We all know caregiving is complex.  So much to learn, so much to do, and so little time.  This may surprise you.  But, through personal experience, I believe the most critical skill for a caregiver, regardless of diagnosis, is good communication.  Understand that effective communication will always be a work in progress, a goal to strive towards.

You, as the family caregiver, are the super-connector for all your loved one’s physicians, service providers as well as family members and friends who care.

At times, you will feel as if you’re being pulled in 100 different directions by all these entities.  They are not trying to make your life hard (although it may feel that way).  They are simply trying to get the information they need to best help your loved one.  And, of course, there will always be the protocols and regulations to which they must adhere.  Remember this:  you are all working on behalf of the best interest of your loved one.

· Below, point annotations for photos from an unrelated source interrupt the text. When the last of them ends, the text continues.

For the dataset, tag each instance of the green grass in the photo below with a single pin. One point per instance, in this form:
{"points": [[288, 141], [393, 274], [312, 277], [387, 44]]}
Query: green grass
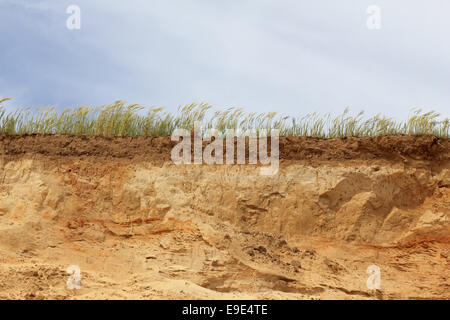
{"points": [[120, 119]]}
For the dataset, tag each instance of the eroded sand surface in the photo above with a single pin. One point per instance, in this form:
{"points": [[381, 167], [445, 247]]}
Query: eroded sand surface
{"points": [[140, 227]]}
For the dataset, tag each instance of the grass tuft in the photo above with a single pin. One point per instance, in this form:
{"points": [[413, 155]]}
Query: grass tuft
{"points": [[120, 119]]}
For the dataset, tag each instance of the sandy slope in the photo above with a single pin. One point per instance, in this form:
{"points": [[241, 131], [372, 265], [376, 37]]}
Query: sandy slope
{"points": [[140, 227]]}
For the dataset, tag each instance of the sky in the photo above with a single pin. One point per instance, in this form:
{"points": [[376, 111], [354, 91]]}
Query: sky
{"points": [[289, 56]]}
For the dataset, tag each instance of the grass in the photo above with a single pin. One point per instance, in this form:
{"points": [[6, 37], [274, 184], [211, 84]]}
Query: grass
{"points": [[120, 119]]}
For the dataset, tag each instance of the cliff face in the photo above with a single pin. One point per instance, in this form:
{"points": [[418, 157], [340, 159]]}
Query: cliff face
{"points": [[139, 226]]}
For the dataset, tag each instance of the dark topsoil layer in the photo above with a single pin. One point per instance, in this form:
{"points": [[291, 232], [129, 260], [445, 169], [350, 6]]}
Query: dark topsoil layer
{"points": [[158, 149]]}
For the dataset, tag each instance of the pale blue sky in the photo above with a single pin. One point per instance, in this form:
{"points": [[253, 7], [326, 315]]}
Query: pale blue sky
{"points": [[289, 56]]}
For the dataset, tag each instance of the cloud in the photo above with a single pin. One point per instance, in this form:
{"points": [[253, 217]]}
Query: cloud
{"points": [[290, 56]]}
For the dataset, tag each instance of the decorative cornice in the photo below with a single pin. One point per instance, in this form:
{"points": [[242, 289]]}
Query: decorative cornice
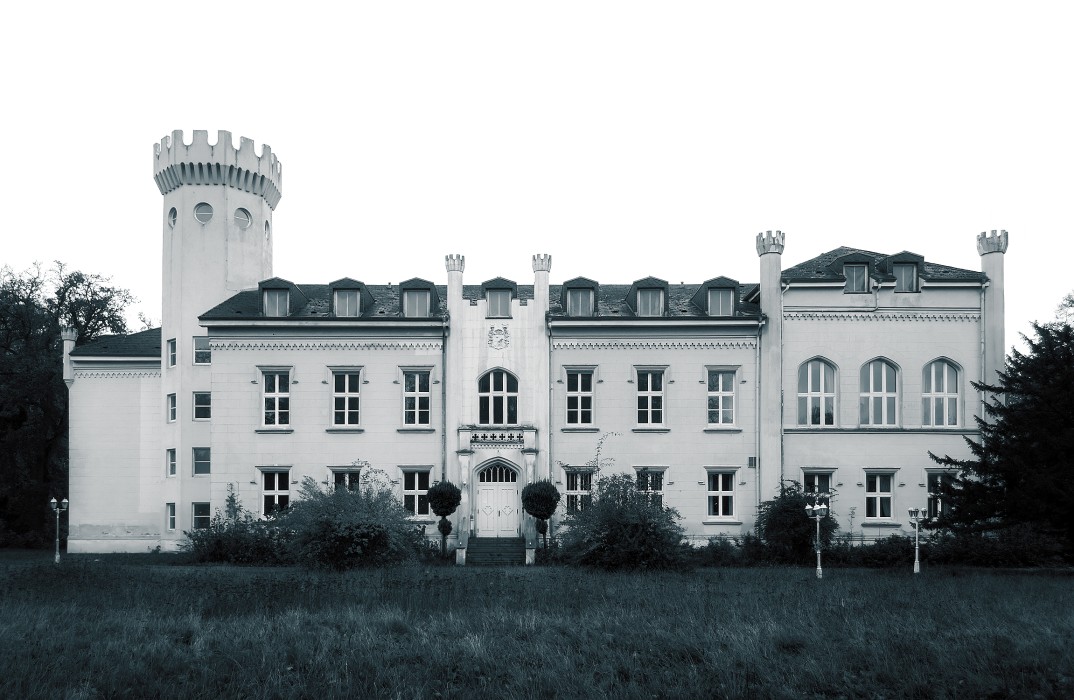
{"points": [[882, 316], [653, 345], [115, 374], [324, 345]]}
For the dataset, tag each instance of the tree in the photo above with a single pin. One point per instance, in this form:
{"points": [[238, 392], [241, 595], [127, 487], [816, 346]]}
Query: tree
{"points": [[444, 498], [1021, 470], [540, 499], [787, 531], [34, 305]]}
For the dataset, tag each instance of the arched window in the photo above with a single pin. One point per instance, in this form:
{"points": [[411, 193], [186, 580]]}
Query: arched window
{"points": [[880, 394], [497, 398], [816, 393], [940, 394]]}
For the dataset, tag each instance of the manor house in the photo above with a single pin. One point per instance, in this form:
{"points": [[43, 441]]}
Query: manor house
{"points": [[840, 373]]}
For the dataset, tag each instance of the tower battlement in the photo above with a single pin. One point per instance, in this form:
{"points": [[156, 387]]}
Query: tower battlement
{"points": [[991, 243], [176, 163]]}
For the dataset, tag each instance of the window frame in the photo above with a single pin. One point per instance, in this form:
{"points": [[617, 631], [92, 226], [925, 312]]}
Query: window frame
{"points": [[875, 497], [352, 377], [201, 456], [819, 394], [204, 352], [414, 492], [869, 394], [276, 493], [578, 489], [417, 394], [584, 399], [719, 492], [504, 398], [205, 406], [347, 303], [650, 396], [646, 308], [502, 307], [948, 398], [858, 283], [720, 394], [277, 396]]}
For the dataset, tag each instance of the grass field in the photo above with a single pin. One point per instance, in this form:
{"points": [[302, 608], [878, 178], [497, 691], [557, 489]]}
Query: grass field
{"points": [[116, 627]]}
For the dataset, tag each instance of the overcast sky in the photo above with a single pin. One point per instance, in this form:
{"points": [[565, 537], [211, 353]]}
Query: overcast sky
{"points": [[623, 139]]}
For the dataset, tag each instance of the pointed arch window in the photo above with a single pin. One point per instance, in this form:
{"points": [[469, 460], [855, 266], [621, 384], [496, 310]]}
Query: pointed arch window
{"points": [[940, 394], [497, 398], [879, 402], [816, 393]]}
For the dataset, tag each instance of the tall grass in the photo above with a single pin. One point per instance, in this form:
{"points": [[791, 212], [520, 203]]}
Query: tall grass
{"points": [[124, 628]]}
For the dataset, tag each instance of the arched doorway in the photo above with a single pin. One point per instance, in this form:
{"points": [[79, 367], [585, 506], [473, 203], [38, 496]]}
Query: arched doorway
{"points": [[497, 502]]}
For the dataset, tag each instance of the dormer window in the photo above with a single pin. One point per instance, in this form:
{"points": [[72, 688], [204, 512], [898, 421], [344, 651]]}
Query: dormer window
{"points": [[856, 276], [721, 302], [650, 302], [416, 304], [498, 302], [347, 302], [579, 302], [276, 302], [905, 277]]}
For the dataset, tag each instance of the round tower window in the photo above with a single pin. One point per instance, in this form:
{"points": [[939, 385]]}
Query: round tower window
{"points": [[243, 219], [203, 213]]}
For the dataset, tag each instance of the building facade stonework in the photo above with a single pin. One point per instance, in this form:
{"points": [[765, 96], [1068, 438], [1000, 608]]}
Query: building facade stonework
{"points": [[840, 373]]}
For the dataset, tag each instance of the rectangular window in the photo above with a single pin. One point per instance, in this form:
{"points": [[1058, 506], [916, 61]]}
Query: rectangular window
{"points": [[855, 278], [203, 405], [346, 479], [416, 492], [346, 387], [650, 397], [499, 303], [417, 398], [579, 397], [651, 482], [275, 491], [579, 490], [201, 515], [650, 302], [275, 392], [721, 397], [416, 304], [721, 302], [580, 302], [346, 302], [276, 302], [905, 277], [203, 354], [938, 480], [721, 494], [202, 461], [879, 495]]}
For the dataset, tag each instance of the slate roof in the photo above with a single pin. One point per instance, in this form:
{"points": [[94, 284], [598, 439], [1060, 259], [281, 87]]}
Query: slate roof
{"points": [[144, 344], [817, 268]]}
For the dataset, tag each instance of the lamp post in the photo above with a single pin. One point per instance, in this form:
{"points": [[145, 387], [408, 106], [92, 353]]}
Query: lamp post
{"points": [[58, 508], [817, 511], [917, 514]]}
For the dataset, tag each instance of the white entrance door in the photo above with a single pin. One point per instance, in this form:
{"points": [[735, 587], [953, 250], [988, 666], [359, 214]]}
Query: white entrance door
{"points": [[497, 502]]}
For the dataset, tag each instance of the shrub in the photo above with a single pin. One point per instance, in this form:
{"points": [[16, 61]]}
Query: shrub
{"points": [[624, 528], [540, 499], [339, 528], [787, 531]]}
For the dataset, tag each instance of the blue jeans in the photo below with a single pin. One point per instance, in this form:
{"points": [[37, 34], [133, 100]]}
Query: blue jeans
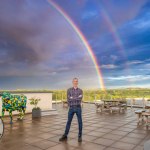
{"points": [[71, 112]]}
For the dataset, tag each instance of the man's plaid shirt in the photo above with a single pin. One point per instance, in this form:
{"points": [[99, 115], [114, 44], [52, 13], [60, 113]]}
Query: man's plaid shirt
{"points": [[74, 96]]}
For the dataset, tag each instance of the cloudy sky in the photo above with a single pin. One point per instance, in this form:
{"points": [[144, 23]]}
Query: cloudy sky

So I offer up the following pointers for good communication. Guidelines I try to follow.  I’ll use communication with my husband’s neurologist as an example.

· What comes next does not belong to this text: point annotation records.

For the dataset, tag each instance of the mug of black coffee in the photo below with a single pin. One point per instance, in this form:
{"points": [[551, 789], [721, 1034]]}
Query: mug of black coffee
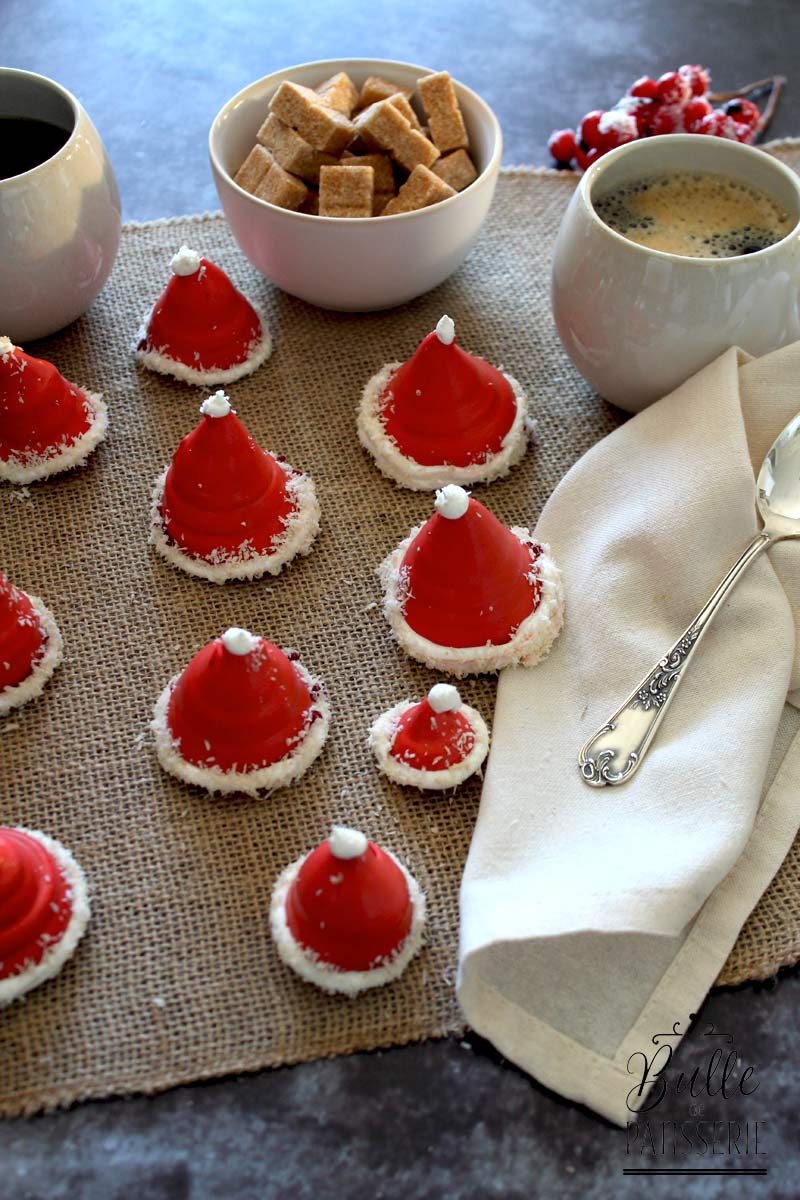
{"points": [[59, 208]]}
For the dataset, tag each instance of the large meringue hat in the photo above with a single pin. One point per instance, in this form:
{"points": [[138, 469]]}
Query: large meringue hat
{"points": [[444, 415], [241, 717], [226, 508], [47, 425], [202, 329], [43, 910], [30, 646], [465, 593], [348, 916]]}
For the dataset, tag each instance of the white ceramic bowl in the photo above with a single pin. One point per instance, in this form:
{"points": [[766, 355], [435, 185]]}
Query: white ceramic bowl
{"points": [[362, 263], [638, 322], [60, 221]]}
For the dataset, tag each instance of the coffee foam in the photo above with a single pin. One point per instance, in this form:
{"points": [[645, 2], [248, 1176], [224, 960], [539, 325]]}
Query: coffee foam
{"points": [[695, 214]]}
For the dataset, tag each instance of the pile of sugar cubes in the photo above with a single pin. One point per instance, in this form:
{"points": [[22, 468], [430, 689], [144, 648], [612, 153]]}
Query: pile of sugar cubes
{"points": [[337, 153]]}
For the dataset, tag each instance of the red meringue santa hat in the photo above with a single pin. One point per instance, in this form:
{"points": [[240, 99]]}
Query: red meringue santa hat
{"points": [[444, 417], [434, 743], [43, 910], [227, 509], [241, 717], [465, 594], [348, 916], [202, 329], [47, 425], [30, 646]]}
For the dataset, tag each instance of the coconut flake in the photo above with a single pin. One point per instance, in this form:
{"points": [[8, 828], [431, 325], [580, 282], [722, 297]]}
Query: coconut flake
{"points": [[239, 641], [216, 406], [451, 501], [185, 262], [444, 697], [446, 330], [347, 843]]}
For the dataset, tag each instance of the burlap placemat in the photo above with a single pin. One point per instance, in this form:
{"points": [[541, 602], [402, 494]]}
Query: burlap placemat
{"points": [[176, 978]]}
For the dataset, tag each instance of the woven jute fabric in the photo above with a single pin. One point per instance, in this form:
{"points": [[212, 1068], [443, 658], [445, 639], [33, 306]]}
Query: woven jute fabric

1. On a daily basis, I keep a personal notebook (for my eyes only), recording vitals and other key information at each provider visit. (PCP, PT, OT,  palliative care team, and nurse manager at memory care.)   I also record information related to each event (falls, unusual eating or sleep problems, dizziness, etc).
2. Before each appointment, I set aside time to review my notebook and prepare for the appointment. I list key events and the top 3 concerns that I wish to discuss.  Fortunately my husband’s neurologist is with UCHealth which provides a robust patient portal.  I submit my top 3 concerns via the portal before the appointment.
3. Day of the appointment, I bring along a packet with printed copies of any additional relevant information. I ask to speak to the intake nurse in the hallway first, and hand over my packet.  This last appointment, my packet included name and address of the new memory care, recent labs, low b/p event reported by PT, and a report by the mobile dental hygienist.

4. 

   The hardest communication piece for me is to keep my mouth shut during the exam. It takes a long time for my husband to process each question and formulate his answer.  When the neurologist turns to me to discuss, I will often rephrase what I believe she has said so I ensure I understand.  There is so much information exchanged during our hour visit, she always ends up correcting me.  You must speak up and get confirmation or correction.
5. And then there is the post-appointment follow-up. This is a very important piece as you may need to get clarification, report reaction to new/adjusted meds or ask for more resources.

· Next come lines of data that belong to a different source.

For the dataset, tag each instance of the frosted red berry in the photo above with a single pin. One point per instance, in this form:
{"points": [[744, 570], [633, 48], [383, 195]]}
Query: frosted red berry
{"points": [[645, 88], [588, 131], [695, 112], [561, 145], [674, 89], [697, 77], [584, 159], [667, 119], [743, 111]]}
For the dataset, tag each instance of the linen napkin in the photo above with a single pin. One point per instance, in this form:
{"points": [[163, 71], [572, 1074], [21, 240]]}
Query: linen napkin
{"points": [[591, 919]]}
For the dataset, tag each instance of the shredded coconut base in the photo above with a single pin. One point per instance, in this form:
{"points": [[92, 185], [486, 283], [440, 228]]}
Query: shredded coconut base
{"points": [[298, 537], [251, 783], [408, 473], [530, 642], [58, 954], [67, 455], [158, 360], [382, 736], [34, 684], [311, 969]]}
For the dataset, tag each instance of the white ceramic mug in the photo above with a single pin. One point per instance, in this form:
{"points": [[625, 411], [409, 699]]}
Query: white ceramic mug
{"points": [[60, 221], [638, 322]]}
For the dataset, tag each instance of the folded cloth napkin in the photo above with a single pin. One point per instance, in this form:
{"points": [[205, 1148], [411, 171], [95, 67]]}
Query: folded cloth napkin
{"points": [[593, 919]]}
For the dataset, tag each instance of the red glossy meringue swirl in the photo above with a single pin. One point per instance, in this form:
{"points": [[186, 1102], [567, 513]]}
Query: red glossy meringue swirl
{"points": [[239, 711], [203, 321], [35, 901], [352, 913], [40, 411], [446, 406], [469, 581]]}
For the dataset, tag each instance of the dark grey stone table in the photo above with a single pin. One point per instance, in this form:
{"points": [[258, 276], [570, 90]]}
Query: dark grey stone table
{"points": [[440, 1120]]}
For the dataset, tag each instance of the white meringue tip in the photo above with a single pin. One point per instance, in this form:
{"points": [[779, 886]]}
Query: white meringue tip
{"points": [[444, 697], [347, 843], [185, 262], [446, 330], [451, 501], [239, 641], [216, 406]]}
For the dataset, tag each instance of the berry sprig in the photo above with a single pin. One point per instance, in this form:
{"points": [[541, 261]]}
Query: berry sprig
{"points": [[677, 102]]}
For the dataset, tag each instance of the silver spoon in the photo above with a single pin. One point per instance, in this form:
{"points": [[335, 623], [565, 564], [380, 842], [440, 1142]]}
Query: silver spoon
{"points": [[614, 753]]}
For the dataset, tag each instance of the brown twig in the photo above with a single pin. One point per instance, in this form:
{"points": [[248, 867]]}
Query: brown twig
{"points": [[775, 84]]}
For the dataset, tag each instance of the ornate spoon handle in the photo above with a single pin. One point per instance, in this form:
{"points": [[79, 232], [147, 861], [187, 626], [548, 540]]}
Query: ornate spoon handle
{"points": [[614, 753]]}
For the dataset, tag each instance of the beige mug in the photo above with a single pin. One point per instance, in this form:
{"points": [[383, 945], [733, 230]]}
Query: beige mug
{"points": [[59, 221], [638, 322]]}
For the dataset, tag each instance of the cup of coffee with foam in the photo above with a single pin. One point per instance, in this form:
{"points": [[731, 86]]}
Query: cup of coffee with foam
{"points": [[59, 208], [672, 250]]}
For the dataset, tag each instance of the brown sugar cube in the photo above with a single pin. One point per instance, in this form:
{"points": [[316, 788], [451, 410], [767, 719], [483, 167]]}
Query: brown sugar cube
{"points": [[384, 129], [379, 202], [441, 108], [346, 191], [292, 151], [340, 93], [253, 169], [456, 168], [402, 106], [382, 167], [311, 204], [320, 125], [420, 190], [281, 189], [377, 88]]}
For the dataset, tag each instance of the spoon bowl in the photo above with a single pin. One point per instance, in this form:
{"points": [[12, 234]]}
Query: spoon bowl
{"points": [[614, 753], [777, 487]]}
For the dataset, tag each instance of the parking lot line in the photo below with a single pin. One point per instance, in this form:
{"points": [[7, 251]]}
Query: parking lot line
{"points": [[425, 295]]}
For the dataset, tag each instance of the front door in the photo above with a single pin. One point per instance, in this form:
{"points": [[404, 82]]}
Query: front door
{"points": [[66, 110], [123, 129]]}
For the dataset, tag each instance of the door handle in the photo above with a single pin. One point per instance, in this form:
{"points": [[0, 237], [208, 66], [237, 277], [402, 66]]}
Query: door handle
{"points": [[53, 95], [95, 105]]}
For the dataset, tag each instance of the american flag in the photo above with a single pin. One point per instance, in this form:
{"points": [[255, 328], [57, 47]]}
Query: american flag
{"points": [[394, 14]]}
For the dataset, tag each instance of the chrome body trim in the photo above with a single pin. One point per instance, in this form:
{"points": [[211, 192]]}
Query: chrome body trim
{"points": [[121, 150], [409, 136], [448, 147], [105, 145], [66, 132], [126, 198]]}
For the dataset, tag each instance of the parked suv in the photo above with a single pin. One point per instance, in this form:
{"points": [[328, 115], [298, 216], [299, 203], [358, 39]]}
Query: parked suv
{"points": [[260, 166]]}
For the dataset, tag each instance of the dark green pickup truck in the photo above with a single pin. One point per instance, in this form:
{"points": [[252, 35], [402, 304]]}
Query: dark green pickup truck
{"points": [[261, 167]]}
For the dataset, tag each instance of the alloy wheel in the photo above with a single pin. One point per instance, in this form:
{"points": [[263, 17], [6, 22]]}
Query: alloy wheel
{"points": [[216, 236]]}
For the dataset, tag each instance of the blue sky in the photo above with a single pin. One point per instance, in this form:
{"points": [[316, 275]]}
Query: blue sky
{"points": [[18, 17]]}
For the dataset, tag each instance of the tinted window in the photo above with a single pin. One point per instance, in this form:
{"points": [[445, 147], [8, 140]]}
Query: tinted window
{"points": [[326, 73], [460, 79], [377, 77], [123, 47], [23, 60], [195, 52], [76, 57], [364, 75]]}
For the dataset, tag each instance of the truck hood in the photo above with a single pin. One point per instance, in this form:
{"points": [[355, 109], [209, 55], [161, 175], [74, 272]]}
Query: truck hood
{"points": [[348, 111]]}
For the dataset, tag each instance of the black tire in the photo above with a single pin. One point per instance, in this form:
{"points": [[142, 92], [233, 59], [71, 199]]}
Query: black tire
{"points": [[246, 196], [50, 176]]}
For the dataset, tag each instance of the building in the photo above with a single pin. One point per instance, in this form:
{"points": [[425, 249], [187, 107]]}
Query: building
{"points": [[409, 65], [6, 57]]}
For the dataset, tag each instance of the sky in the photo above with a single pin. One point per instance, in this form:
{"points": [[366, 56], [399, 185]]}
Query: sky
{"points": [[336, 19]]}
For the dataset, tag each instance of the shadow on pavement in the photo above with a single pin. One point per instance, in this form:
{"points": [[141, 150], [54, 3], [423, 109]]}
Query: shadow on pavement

My advice: Ask each physician or provider how best to communicate with them.  Believe me, they will be most appreciative.  I recently asked the nurse manager at Bill’s new memory care how best to communicate.  She prefers quick questions through text message and likes a monthly one-on-one with each family.  We went ahead and scheduled our monthlies right then and there. (Katherine’s note: I would like to add the idea of recording all of these conversations so you can go back and ensure you heard them correctly.)

I hope these pointers help you as you super-connect on your loved one’s behalf.  Becoming a skilled communicator will help your loved one get the best care possible.  And something amazing may happen along the way…. you and the physicians/service providers may become “partners in care.”